The next season, he also started 8 games, registered 37 tackles and was named to the All-Madden Team because of his special teams play. He returned to a backup role for the next two years, playing mainly on special teams and in short-yardage situations.

In 1987, he played all of the second half and made a key tackle in the NFC championship game, with the Minnesota Vikings at the Redskins' two-yard line to avoid being tied on the scoreboard. He was also a member of the Redskins Super Bowl XXII Championship team. In 1988, he made 14 tackles, 2 sacks and was third on the team in special teams tackles.

In 1989, he was chosen to replace the retired Dave Butz at left defensive tackle, but walked out of training camp threatening to retire, after dealing with the emergence of rookie Tracy Rocker and having a poor preseason game against the Buffalo Bills.
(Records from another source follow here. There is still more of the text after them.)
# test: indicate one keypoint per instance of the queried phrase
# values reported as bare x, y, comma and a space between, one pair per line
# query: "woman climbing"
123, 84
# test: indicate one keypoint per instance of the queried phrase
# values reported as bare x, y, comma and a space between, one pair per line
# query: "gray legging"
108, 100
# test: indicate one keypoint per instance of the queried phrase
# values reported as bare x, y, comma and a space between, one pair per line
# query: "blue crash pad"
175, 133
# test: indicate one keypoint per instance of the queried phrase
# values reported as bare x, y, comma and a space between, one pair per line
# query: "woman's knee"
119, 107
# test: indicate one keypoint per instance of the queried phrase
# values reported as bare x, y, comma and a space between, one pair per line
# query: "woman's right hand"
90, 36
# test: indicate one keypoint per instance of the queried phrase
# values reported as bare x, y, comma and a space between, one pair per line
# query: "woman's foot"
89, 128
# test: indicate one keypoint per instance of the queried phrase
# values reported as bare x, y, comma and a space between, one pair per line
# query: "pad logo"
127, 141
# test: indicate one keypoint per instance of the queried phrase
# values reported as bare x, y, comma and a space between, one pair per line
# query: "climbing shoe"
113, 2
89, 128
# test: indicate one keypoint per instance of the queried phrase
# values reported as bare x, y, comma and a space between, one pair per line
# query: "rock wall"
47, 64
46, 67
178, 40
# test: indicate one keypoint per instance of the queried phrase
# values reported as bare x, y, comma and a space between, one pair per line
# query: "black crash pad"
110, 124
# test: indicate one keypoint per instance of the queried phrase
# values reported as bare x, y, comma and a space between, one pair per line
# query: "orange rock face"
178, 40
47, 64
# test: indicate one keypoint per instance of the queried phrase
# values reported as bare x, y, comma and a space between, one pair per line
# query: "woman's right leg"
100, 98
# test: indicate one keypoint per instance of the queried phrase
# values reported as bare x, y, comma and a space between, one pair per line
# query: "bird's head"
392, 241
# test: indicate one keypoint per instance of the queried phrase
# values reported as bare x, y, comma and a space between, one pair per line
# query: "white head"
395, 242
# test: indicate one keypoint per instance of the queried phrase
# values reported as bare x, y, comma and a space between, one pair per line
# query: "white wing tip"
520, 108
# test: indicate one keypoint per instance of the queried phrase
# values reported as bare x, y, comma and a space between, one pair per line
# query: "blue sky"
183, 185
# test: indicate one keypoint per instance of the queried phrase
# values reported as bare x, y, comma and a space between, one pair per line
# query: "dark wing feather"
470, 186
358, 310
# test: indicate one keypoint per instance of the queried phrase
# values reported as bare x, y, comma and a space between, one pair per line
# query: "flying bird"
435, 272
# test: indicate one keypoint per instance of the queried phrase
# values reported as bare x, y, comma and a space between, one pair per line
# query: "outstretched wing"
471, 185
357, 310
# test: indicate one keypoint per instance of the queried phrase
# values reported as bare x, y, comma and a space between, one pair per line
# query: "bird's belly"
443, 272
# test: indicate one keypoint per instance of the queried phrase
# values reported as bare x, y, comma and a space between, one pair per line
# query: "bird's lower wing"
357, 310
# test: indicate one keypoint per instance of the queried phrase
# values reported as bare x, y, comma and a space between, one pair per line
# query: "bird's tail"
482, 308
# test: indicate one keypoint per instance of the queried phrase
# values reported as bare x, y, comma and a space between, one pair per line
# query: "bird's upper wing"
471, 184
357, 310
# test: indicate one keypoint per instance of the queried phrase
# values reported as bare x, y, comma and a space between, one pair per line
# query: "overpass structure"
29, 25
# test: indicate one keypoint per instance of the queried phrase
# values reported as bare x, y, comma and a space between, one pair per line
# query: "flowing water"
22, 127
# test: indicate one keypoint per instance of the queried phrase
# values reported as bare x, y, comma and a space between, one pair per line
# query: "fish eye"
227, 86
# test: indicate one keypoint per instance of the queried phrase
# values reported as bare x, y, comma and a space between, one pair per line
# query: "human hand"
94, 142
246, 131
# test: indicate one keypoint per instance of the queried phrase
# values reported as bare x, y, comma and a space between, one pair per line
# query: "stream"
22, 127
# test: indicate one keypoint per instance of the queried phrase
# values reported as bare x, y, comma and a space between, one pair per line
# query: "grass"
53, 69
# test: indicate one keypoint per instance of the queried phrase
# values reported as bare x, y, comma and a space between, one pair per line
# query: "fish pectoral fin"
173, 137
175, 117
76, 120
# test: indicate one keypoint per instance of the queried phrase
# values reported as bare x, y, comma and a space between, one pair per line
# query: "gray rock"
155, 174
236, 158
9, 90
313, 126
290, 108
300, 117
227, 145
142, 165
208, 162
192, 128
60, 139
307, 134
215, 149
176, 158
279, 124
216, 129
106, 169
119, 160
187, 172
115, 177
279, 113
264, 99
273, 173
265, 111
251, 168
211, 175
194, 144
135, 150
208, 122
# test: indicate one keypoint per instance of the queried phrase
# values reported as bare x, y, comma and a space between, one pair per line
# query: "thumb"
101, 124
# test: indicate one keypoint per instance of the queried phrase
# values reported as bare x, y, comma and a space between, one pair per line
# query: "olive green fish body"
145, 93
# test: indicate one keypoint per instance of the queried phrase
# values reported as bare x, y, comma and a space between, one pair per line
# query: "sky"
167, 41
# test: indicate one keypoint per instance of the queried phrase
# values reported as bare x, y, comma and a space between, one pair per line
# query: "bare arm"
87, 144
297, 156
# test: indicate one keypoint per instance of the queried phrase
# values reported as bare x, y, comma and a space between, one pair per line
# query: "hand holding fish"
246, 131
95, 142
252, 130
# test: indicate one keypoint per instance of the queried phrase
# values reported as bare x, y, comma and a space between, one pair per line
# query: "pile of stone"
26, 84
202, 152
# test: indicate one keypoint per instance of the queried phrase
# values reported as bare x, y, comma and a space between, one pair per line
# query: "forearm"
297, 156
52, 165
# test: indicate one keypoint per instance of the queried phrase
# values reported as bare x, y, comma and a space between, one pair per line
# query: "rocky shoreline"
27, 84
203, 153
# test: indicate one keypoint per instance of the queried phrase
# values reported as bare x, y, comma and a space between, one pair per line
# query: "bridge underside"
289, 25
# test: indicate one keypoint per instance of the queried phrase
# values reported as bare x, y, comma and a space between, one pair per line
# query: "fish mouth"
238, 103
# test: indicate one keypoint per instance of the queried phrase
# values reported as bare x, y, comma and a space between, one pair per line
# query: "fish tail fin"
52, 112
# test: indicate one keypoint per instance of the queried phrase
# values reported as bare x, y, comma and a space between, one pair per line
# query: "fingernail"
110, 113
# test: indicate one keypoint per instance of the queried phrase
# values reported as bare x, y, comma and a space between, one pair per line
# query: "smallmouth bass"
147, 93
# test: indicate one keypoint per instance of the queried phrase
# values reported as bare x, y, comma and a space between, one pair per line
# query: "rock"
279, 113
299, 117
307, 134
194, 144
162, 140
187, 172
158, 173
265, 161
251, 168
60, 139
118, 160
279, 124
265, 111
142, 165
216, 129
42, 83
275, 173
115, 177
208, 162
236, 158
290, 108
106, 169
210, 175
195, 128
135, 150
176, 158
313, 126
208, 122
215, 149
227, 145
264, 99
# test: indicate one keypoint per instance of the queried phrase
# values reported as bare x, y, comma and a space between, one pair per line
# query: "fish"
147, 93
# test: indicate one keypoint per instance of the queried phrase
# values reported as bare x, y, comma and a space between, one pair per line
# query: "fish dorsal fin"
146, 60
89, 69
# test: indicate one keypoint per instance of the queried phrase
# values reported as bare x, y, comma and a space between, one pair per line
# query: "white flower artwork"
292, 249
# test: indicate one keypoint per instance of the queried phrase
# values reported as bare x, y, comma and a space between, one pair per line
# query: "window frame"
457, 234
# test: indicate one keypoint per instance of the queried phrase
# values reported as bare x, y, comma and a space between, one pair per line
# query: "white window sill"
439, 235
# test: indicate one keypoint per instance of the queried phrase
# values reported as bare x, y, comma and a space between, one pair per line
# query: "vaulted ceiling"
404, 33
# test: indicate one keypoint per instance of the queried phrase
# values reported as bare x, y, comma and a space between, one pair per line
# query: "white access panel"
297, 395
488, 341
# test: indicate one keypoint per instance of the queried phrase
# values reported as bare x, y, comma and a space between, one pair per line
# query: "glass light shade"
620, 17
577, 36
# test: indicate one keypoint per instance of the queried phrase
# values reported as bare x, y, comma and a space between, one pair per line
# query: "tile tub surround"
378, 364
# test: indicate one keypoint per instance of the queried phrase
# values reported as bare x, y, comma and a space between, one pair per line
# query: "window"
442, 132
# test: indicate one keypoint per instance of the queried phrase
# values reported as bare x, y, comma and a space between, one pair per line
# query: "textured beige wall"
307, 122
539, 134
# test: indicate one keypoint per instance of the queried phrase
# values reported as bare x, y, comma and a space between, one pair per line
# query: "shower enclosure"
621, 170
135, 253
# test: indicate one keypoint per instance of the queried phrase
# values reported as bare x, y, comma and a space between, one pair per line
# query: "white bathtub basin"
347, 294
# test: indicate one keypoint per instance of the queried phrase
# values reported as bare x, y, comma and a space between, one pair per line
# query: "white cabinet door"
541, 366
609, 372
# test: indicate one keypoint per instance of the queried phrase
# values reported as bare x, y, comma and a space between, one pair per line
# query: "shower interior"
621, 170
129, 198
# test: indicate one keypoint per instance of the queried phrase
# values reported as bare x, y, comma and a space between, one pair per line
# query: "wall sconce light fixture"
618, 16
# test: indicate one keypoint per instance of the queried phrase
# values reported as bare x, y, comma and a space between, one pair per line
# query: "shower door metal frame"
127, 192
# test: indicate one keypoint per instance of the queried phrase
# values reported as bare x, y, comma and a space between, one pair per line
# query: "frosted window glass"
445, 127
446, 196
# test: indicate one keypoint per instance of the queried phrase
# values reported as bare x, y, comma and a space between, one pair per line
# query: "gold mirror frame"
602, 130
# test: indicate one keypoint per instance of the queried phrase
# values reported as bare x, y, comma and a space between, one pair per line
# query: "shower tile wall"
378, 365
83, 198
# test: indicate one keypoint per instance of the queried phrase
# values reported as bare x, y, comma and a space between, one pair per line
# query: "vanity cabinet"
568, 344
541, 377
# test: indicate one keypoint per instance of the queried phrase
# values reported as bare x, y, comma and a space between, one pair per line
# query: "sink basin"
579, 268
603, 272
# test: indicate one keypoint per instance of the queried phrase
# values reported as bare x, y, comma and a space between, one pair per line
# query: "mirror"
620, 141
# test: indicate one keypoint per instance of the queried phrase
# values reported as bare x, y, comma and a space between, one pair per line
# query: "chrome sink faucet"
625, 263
After the incident, head coach Joe Gibbs refused to allow him to return and traded him to the Dallas Cowboys in exchange for a fifth round draft choice (#110-Junior Robinson).

===Dallas Cowboys===
In 1989, Hamel was acquired to help compensate for the retirement of Randy White and the season ending injury of Mark Walen. Initially he was named the starter at right defensive tackle and was switched to the left side for the last 9 games. He posted 68 tackles, 3.5 sacks (second on the team), 28 quarterback pressures (second on the team) and one pass defensed.

In 1990, he suffered a sprained right knee in practice on October 10 and was placed on the injured reserve list. He returned for the eleventh game against the Los Angeles Rams. He started 11 games at left defensive tackle, recording 33 tackles, one sack, 5 quarterback pressures, one pass defensed, one forced fumble and one fumble recovery.

In June 1991, he injured his back while weightlifting and never fully recovered. The Cowboys placed him on the injured reserve list and released him after a couple of weeks on August 26.

==Personal life==
Hamel resides in Lenoir, North Carolina and works at a plant in the area. He has 3 children, the oldest being Megan Eadus, Melanie Hamel and Dylan Hamel. His son Dylan played college baseball at Appalachian State.